さらに何年後かの下取り価格も有利になるはずだ。アイドリングストップ機構が備わったクルマは、備わっていないクルマよりも高価なバッテリーが使われているため、交換時により高いバッテリーを買うことになるが、このクルマの場合、減税額+燃費コストで十分回収できるはずだ。フォグランプを省くなど、よく見れば“わずか1万円アップ”で済んだカラクリが散見されるが、大事なものは何も省略されていない。
不満のない動力性能
1.4リッターの直噴直4エンジンを、ターボやコンプレッサーで過給することで、従来の2リッター前後のエンジンが得ていた以上のパフォーマンスを発揮し、同時に燃費を向上させるダウンサイジングコンセプトを打ち立てたフォルクスワーゲン。今や日本を除く欧米の多くのメーカーが追随し、世間はあっという間にターボエンジンだらけになった。V8はV6に、V6は直4に……というのが世界のトレンドだ。
ここへきて、どこもだいたい1.4〜1.6リッターターボをモノにしたと思ったら、先駆者はさらに排気量を下げ、1.2リッターターボでゴルフに必要十分なパワーを備え、燃費をさらに向上させた。JC08モード燃費で19.0km/リッターは立派というしかない。
手元に自動車雑誌があったら、巻末のカタログ部分を見回してみてほしい。ハイブリッド車を除けば、車重が1270kg以上で19.0km/リッター(JC08)以上に達しているクルマなんてないことがわかるはずだ。あれだけ燃費を自慢しているスカイアクティブ・テクノロジーでおなじみ、「マツダ・アクセラ」でさえ17.2km/リッターなのだ。
この最も効率がよく、最も安いゴルフの動力性能は、決して低くない。ピークパワーはそれなりだが、全体的には過不足なくよく走る。たいていの人にとって、加速力を除けば、不満に感じる部分はないはずだ。パワーに特段見るべきものがない分、ボディー剛性の高さや足まわりのセッティングの適切さが目立ち、非常に快適な乗り心地を味わえる。何をしても怖くない。
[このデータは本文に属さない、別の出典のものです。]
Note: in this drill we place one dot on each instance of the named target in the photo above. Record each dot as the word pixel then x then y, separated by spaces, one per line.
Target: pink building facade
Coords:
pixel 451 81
激しい競争の結果、最近のクルマはその必要もないのに速すぎるところがあるが、ゴルフ・ブルーモーションは、なんというか、速すぎず心地良い。
自信をもって薦められる
いやもう、ゴルフに弱点は見当たらない。強いて言えば、スポーツ競技のゴルフのほうがすごすぎて、ググった時に検索結果が上のほうに出てこないことくらいだろう。「真面目すぎる」とか「華がない」という声もたまに聞くが、そもそもフォルクスワーゲンはゴルフに華やかさなんか盛り込もうとしていない。街にあふれてもくどくない姿というのを考えている。
初代からずっと抑制的でパッケージングを突き詰めたカタチを貫くことで、“ゴルフにしておけば間違いない”という、華やかさなんかよりよっぽど価値のある信用を得ている。
現行の6代目は「5代目のマイナーチェンジにすぎない」とか「次期型までのつなぎだ」なんて言われ方もしたが、5代目の時点で最高のハッチバックだったんだから、仮にマイナーチェンジだったとしても、多くのクルマとの差が広がっただけだ。
いずれドラスチックな変更を伴う7代目が出てくるんだろうが、もしも明日、7代目にモデルチェンジすることがわかっていても、今日、自信をもって現行の6代目を人に薦められる。だれにでも。似合う洋服と会話のセンスを持ち合わせているというのなら、「あと40万円出して『ジュリエッタ』という手もあるよ」とアドバイスしないこともないが、ほとんどの人にはこっちをオススメする。ってオレ何様?